‚Isidor‘ von Shelly Kupferberg

Ein kleines Schtetl in Ostgalizien. Hier beginnt 1886 der American Dream auf Österreichisch für Dr. Isidor Geller, der in bitterer Armut erwächst, die Talmud-Schule besucht und unter dem strengen Regime seines Vaters – von Beruf Rabbiner – leidet, rebelliert, ausbricht und sich aufmacht. Aufmacht über Lemberg, wo er studiert und seinem großen Bruder später folgt, nach Wien. Hoch hinaus soll es gehen in der k.u.k.

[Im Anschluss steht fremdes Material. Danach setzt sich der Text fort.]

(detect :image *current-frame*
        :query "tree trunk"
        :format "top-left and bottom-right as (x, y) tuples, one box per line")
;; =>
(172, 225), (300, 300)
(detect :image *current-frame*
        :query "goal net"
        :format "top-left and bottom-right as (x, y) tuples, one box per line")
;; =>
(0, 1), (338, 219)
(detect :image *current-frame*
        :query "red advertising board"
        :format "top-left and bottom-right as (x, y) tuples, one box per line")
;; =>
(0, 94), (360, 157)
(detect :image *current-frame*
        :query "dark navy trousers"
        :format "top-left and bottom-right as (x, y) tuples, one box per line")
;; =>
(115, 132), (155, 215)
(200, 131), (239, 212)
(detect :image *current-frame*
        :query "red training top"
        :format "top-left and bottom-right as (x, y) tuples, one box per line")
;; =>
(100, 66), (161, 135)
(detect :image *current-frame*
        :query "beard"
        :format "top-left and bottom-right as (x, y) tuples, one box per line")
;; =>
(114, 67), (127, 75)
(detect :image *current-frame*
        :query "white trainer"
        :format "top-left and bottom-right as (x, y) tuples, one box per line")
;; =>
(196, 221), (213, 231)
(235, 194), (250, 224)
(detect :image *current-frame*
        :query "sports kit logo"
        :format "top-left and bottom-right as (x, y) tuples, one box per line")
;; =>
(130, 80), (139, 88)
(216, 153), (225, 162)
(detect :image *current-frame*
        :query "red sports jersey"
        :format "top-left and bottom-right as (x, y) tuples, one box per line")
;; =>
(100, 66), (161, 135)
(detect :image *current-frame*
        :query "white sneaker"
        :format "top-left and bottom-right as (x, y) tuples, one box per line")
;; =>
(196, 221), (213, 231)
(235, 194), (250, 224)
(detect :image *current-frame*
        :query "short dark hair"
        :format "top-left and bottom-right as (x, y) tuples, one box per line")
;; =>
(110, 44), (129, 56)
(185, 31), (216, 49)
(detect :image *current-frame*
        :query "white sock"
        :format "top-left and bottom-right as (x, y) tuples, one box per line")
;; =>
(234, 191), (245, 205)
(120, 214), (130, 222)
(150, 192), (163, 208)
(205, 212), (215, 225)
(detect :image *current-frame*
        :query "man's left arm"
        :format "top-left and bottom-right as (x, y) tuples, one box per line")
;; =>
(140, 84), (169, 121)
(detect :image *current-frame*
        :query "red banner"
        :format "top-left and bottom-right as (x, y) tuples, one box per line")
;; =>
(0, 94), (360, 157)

Metropole.

Isidor, der ursprünglich Israel heißt und seine elterliche Herkunft als hinderlich empfindet für den Aufstieg, die Karriere und gesellschaftlicher Teilhabe in den höchsten Kreisen des österreichischen Staates, wechselt seinen Namen, verlässt die Universität mit Prädikat, promiviert in Recht und knüpft rasch Kontakte in die Welt der Wirtschaft, Politik und Kultur – immer darauf bedacht, die Seinen zu unterstützen, ihnen Wege zu bahnen, im besten Sinne unter die Arme zu greifen.

„1918 war der Krieg beendet, das Habsburgerreich zerschlagen, das Imperium schrumpfte auf die geografische Größe einer Erbse zusammen, der Vielvölkerstaat war Geschichte – und mein Urgroßonkel mehrfacher Millionär.“ (S. 72)

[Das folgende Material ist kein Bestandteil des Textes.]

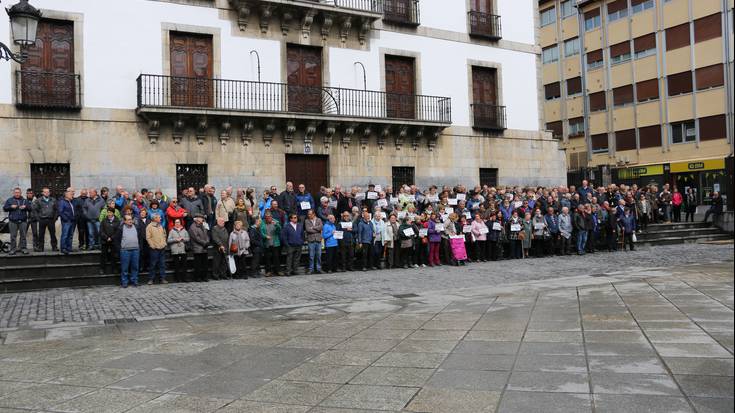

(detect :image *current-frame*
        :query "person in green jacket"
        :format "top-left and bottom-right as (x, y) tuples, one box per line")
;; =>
(260, 212), (283, 277)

Wenn die erste Million die schwerste ist, war Kommerzialrat Dr. Isidor Geller mit 32 Jahren Gallonen schwer und ein gemachter Mann. Wie der gewitzte, kluge und nicht weniger gewiefte Opernliebhaber es bis nach ganz oben schaffte, darüber schreibt Shelly Kupferberg in ihrem Debüt auf 256 Seiten. ‚Isidor‘ besticht auf vielerlei Weise, ist weder Roman noch Erzählung, aber dafür eine hervorragend recherchierte Biografiearbeit, die kulturhistorisch die gesellschaftlichen Rahmenbedingungen sowohl in Galizien als auch in Wien mit allen Umbrüchen ganz wunderbar darstellt und kontextualisiert. Zwar steht der tatsächliche Lebensweg des Protagonisten im Zentrum der Handlung, interessanter und gleichsam denkwürdig sind allerdings die Umbrüche und Zeichen der Zeit, die Isidor wie seine Familie wiederholt verkennen.

Ismen verschiedener Couleur folgen einer immer gleichen soziologischen Logik. Shelly Kupferberg rekonstruiert auf Grundlage alter Brief ihres Großvaters sowie offizieller Dokumente über den Urgroßonkel aus verschiedensten Archiven, den sich galoppierend radikalisierenden Antisemitismus in Österreich und darüber hinaus. Mit bedrückenden, teils schwer auszuhaltenden authentischen Zeitdokumenten aus den 20er und 30er Jahren steuert Kupferberg inhaltlich auf das gesellschaftliche Zugrunderichten ihrer Familie nach 1838 zu, was schließlich in der Ermordung von sechs Millionen jüdischen Menschen endet.

‚Isidor‘ ist ein Buch, das sowohl Biografie als auch Lehrbuch ist. Durch Wechsel in Perspektive und Zeit gelingt Kupferberg ein geschickt montiertes Sittengemälde, das sprachlich ganz leichtfüßig mitnimmt auf die Ringstraße und in den 1. Wiener Bezirk. Wenn auch der Inhalt harter Tobak und alles andere ist als leichte Kost, atmet ‚Isidor‘ die vielen bunten Gerüche jüdischen Lebens Mittel- und Osteuropas von vor über 100 Jahren. Ein bewegendes Buch über den Aufstieg und die Vernichtung eines schillernden Mannes am zweimaligen Vorabend beider Weltkriege.

  • Gelesen im Juni 2023
  • Vielen Dank, lieber Patrick, für dein Geschenk.